Emily Sandvik, Cynthia Richey


Our final project involved training two autoencoders: one for Pokémon images and one for My Little Pony original characters (OCs). The end goal was to contort the learning process in such a way that the autoencoder could learn to convert Pokémon images into MLP OCs. It worked, kind of!


zebstrika 2.PNG

(Admittedly, this example is very cherry-picked.)


We got the ponies from a zip file of DeviantArt images some guy posted. They needed to be preprocessed, which is what the green bars are. The Pokémon dataset is more comprehensive and uniform because it’s standardized, from here.

The architecture of our model is as follows:

Screen Shot 2022-06-11 at 7.50.35 PM.png

The two decoders were trained separately. The model was trained using ADAM with a learning rate of $1e-4$. Additionally, images had noise applied to them during training to help encourage the model to generalize better to unseen input. This was done by multiplying each value in the image by $(1 + 0.12 \times sample)$, where $sample$ is a distinct sample from the standard normal distribution.
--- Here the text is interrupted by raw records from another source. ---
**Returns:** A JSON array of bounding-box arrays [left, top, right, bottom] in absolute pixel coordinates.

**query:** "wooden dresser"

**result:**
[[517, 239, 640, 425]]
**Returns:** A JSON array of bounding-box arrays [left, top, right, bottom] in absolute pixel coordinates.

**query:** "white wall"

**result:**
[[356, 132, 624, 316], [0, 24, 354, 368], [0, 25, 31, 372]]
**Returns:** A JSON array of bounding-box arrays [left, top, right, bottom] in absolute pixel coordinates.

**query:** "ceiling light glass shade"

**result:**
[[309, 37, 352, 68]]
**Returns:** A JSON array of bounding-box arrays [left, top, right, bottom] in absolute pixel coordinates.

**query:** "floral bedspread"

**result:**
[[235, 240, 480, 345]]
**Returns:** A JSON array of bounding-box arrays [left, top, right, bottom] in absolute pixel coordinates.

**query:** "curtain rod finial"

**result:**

The performance of the model is fairly sensitive to the $0.12$ hyperparameter.

Since the purpose of the model was to generate images that look good, we did not keep a holdout set for testing purposes. However, choosing some Pokémon at random from the training set gives this result:

Screen Shot 2022-06-11 at 7.56.13 PM.png

Admittedly, this leaves something to be desired—our model does not do a very good job for most Pokémon.


Technically, calling the split part of the network a “decoder” is a misnomer, since it compresses from a $15\times15\times16$ image to a $1024\times1$ vector. The reason for this is that the overwhelming majority of the parameters in this network are in the fully-connected layers between convolutional and dense layers, and the best performance was achieved by making the split parts of the model as powerful as possible. The shared convolutional elements of the network are essential for forcing the decoders to learn at least some things in common with each other, since otherwise they learn completely separate ways of representing the image, even with very noisy input.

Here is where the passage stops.